Gene function was annotated based on seven databases, namely, Nr (National Center for Biotechnology Information (NCBI) non-redundant protein sequences), Nt (NCBI non-redundant nucleotide sequences), Pfam (protein family)38, EuKaryotic Orthologous Groups (KOG)/ Clusters of Orthologous Groups of proteins, Swiss-Prot (a manually annotated and reviewed protein sequence database), KEGG Ortholog database39,40, and GO. Data for each sequenced library were analyzed using the BLAST program with a cutoff E-value of 10−5.

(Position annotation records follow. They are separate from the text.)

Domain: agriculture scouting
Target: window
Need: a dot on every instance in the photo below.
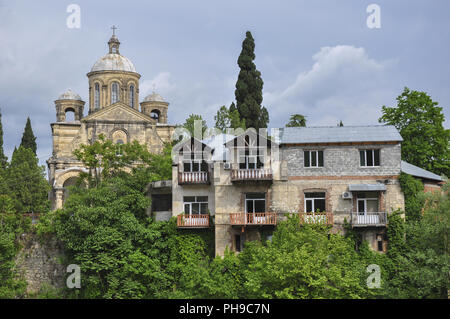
(314, 202)
(195, 205)
(237, 242)
(155, 115)
(193, 162)
(380, 242)
(255, 203)
(114, 92)
(313, 158)
(119, 150)
(161, 202)
(96, 95)
(367, 203)
(369, 157)
(251, 159)
(131, 95)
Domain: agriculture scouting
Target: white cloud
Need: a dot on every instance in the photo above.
(160, 83)
(344, 83)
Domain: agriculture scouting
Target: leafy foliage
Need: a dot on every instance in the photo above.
(249, 87)
(420, 123)
(296, 120)
(3, 158)
(190, 125)
(303, 262)
(228, 118)
(26, 183)
(414, 198)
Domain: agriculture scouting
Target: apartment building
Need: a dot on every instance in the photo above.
(244, 185)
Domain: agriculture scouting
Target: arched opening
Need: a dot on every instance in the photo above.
(71, 181)
(132, 96)
(97, 96)
(70, 115)
(114, 92)
(155, 114)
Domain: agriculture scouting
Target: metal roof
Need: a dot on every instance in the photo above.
(217, 142)
(366, 187)
(69, 95)
(338, 134)
(419, 172)
(113, 62)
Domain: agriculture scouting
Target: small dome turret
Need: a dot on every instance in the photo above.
(69, 95)
(156, 107)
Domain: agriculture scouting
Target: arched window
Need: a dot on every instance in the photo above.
(132, 95)
(119, 150)
(70, 115)
(96, 96)
(155, 114)
(114, 92)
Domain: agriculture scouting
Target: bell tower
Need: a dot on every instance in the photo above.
(69, 101)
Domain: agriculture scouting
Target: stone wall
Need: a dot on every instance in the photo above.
(343, 161)
(40, 263)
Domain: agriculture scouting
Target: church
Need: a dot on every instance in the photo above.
(113, 111)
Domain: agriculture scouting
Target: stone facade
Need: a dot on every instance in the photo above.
(113, 112)
(39, 262)
(285, 191)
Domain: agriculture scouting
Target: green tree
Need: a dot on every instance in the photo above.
(249, 87)
(297, 120)
(28, 138)
(420, 123)
(228, 118)
(11, 226)
(303, 262)
(106, 159)
(191, 122)
(3, 158)
(27, 185)
(419, 252)
(414, 198)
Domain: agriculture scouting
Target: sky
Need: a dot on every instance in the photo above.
(317, 58)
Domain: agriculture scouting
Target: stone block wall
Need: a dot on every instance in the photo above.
(40, 263)
(343, 160)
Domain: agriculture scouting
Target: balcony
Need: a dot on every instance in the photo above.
(251, 175)
(193, 221)
(375, 219)
(193, 178)
(245, 219)
(316, 218)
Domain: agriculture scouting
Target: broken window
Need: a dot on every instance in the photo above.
(369, 157)
(314, 202)
(195, 205)
(313, 158)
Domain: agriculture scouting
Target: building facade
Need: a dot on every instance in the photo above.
(244, 185)
(113, 111)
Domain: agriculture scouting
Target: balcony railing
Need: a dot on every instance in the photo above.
(193, 221)
(369, 219)
(193, 177)
(243, 219)
(251, 174)
(316, 218)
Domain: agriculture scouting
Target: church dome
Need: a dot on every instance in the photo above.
(113, 62)
(154, 97)
(69, 95)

Differential expression analysis of unigenes

The levels of gene expression in each sample were estimated using RSEM23. Clean data were mapped back onto the assembled transcriptome, and a read count for each gene was obtained using Hi-sequencing. Differential expression analyses of two conditions/groups were performed using the DE-Seq R package (1.10.1)14. Count data generated using RSEM were used as input, and two groups, for example, two ROB samples and two RPL samples, were normalized and further used for differential expression analysis using a DE-Seq dataset from Matrix and DE-Seq functions in the DE-Seq package. DE-Seq provided statistical routines for determining differential gene expression using a model based on negative binomial distribution. The resulting P values were adjusted, and the genes with adjusted P-values < 0.05 (according to DE-Seq) were identified as differentially expressed.

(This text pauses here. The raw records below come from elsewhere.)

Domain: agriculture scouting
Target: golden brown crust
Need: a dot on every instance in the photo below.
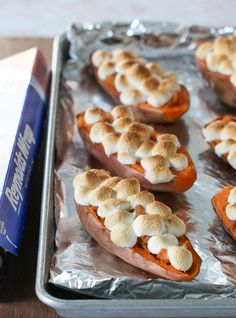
(219, 202)
(137, 255)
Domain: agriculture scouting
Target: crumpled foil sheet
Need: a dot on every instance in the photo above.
(80, 264)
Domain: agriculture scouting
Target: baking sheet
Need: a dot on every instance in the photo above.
(79, 263)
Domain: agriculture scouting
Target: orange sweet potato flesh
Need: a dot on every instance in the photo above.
(182, 181)
(222, 85)
(219, 202)
(138, 255)
(226, 119)
(168, 113)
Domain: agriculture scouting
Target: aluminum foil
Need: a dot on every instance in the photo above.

Combined analysis based on metabolome and transcriptome

We searched the differentially expressed genes (DEGs) that are involved in the flavonoid biosynthesis, which is well annotated, since the anthraquinone biosynthesis pathway is poorly annotated. Correlation analysis between compound peak intensity and DEGs expression level was conducted using the SPSS 24.0 software. According to the content difference of physcion in ROB and RPL, DEGs annotated as caffeoyl coenzyme methyltransferase were picked as candidates of key genes involved in the anthraquinone biosynthetic pathway, which were further validated by RT-qPCR.

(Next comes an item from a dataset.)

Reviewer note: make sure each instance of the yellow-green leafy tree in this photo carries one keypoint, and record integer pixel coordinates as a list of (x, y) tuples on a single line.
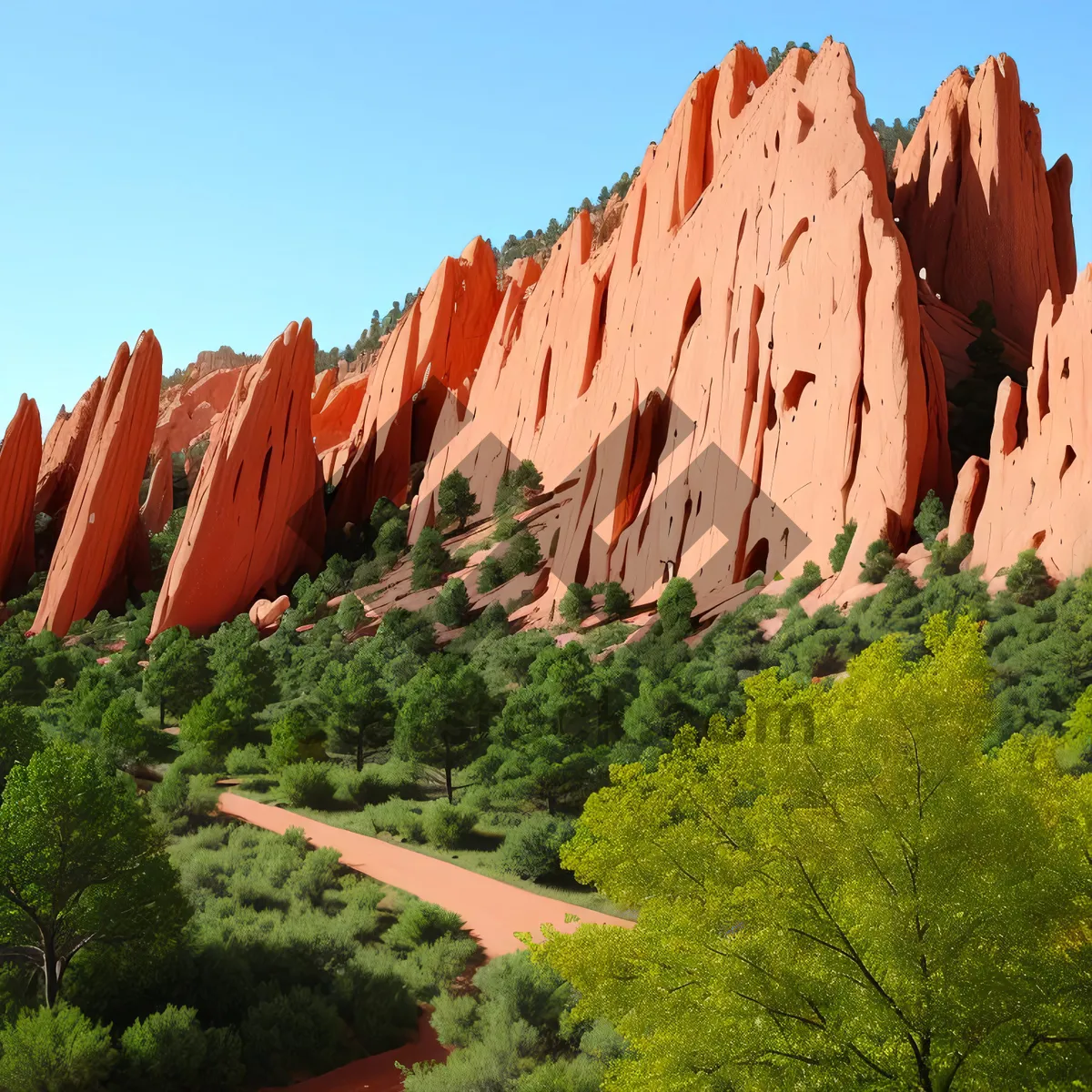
[(844, 891)]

Quantitative reverse transcription polymerase chain reaction

All the DEGs were subjected to real-time quantitative PCR (RT-qPCR) on an ABI StepOnePlus Real-Time PCR System (Applied Biosystems, USA) for gene validation and expression analysis. Primer sequences designed using the Primer Premier 5.0 software are shown in Table S1. The primer design was based on the common PCR primer design, the optimal length of the RT-qPCR products were 80–180 bp, and the annealing temperature of the primers was 55–58 °C. Furthermore, cDNA synthesis and RT-qPCR were performed using a FastKing cDNA RT Kit (With gDNase) (TIANGEN Biotech (Beijing) Co., Ltd., China) and a TransStart Green qPCR SuperMix UDG Kit (TransGen Biotech Co., Ltd.). The template was diluted to approximately 1 μg/μL. The RT-qPCR reaction system was listed (Table S2), and the qPCR reaction program involved incubation at 95 °C for 2 min, denaturation at 94 °C for 15 s, annealing at 60 °C for 30 s, and extension at 72 °C for 30 s, for a total of 40 cycles. Actin was selected as an internal control. The relative expression of specific genes was quantified using the 2−ΔΔCt calculation method41. Six independent biological replicates for each sample and three technical replicates of each biological replicate were arranged to ensure the reproducibility and reliability of RT-qPCR results.